Microsoft Outlook Can Be Hijacked to Deliver Poisoned Word Files

Businesses with eyes focussed firmly on Wednesday’s budget may have overlooked Microsoft’s late Tuesday monthly bundle of patches: if that was the case, it’s time to start paying attention — 26 critical CVEs need patching,

Despite the comparatively heavyweight Patch Tuesday — featuring fixes by Microsoft for 115 unique vulnerabilities — no publicly disclosed or known exploited vulnerabilities were reported this month. (As proof of concepts from security researchers start to emerge, naturally, exploits won’t be far behind.)

The majority of the CVEs this month are in the Windows OS (79 CVEs) or the browsers (18 CVEs), with some unusual exceptions.

Microsoft Word Vulnerability

Among the patches was one for CVE-2020-0852: a remote code execution vulnerability that exists in Microsoft Word software when it fails to properly handle objects in memory. The vulnerability affects Word 2016 and 2019.

Any remote attacker would need to convince their target to open a specially crafted file, with the Outlook Preview Pane the attack vector for the vulnerability. (The patch corrects how Microsoft Word handles files in memory.)

This, arguably, may be more hassle than its worth when a nicely crafted phishing email will likely do exactly the same thing, but it is one to watch out and may ultimately prove easier to slip past end-point detection software.

A Wormable RCE is Unpatched?

In one of the week’s odder security moments, Microsoft appeared to pull at the last minute a patch for a vulnerability in version 3.1.1 of the Server Message Block (SMB); a service used to share resources on local networks and over the Internet.

Initially tracked as CVE-2020-0796 before a security advisory was pulled (two vendors published details, then also pulled them, suggesting Microsoft had made a last minute decision to push a patch back) Microsoft ultimately published security advisory ADV200005 and technical guidance after the accidental disclosure.

Microsoft has provided workarounds in its security advisory: including disabling SMBv3 compression and blocking the 445 TCP port on client computers and firewalls to prevent attackers from exploiting the vulnerability.

A Lot of Windows OS Bugs

Todd Schell, Senior Product Manager – Security at Ivanti, emphasised that Microsoft has has resolved several information disclosure vulnerabilities in the Windows OS this month in components such as GDI, Windows Graphics Component, Win32k, Windows Modules Installer Service, Windows Network Driver Interface Specification, and Connected User Experiences and Telemetry Service.

“These vulnerabilities could allow attackers to read from the file system, uninitialised memory, or even memory contents in kernel space from a user mode process. A couple of these vulnerabilities could also allow an attacker to collect information that could allow them to predict addressing of memory.”

Internet Explorer

Jay Goodman Strategic Product Marketing at automated cyber hygiene specialist Automox, suggested that CVE-2020-0847 was another one to watch out for. This is an RCE vulnerability in Internet Explorer caused by improper handling of memory in VBScript: a scripting language used by Microsoft that allows system admins to run powerful scripts and tools for managing endpoints.

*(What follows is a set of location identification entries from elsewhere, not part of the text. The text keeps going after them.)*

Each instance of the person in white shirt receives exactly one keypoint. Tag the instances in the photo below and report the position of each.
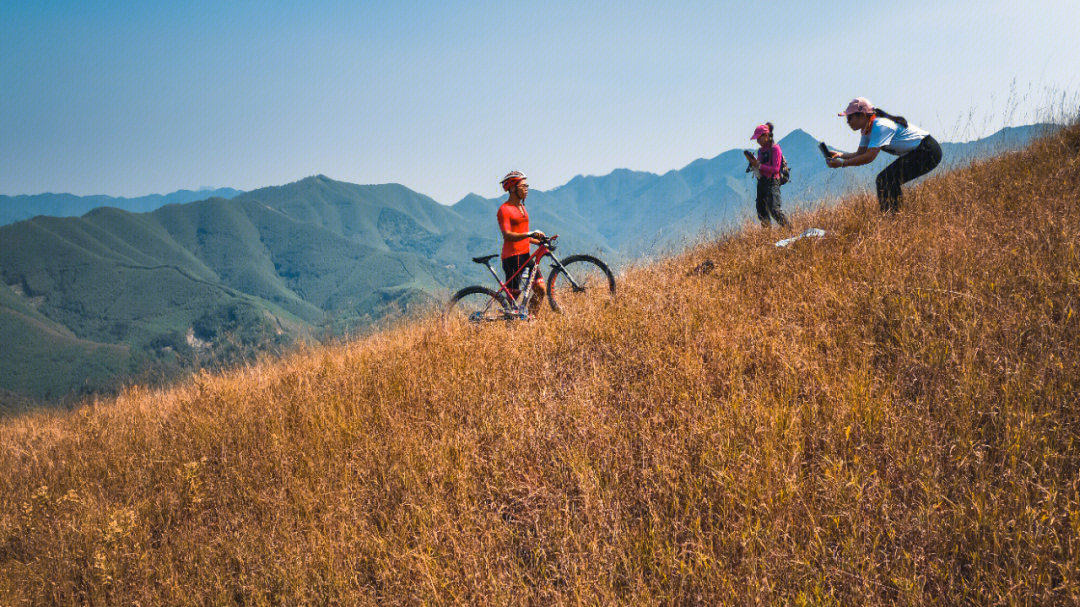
(918, 151)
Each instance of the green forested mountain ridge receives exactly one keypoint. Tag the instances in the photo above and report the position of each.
(24, 206)
(88, 302)
(148, 295)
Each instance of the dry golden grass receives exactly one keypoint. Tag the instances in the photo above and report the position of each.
(887, 416)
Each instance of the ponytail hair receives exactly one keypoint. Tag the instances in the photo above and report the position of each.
(898, 119)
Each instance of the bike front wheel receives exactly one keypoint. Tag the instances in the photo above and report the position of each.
(580, 278)
(477, 304)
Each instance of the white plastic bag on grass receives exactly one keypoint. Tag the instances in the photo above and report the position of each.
(811, 232)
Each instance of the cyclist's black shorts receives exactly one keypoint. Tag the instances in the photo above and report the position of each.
(510, 265)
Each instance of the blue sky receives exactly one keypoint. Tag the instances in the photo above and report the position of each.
(127, 98)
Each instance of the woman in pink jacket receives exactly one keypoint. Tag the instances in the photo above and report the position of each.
(769, 160)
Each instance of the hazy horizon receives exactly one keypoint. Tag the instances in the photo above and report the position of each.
(132, 100)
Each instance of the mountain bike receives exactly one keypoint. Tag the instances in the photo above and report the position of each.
(569, 282)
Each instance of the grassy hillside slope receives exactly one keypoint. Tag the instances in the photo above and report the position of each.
(885, 416)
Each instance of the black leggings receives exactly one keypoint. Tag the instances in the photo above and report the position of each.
(768, 202)
(915, 163)
(510, 266)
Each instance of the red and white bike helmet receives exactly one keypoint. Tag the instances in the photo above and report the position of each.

Microsoft has also released servicing stack updates for most of the Windows OS versions. The only exceptions this month are Windows 10 version 1703, Server 2008 and Windows 7\2008 R2. In one oddity of the patch cycle, Microsoft announced a vulnerability for Remote Desktop Connection Manager (CVE-2020-0765), but states it does not plan to release an update to fix the issue.

The product has been deprecated. Their guidance is to use caution if you continue to use Remote Desktop Connection Manager, but Microsoft recommends moving to supported Remote Desktop clients.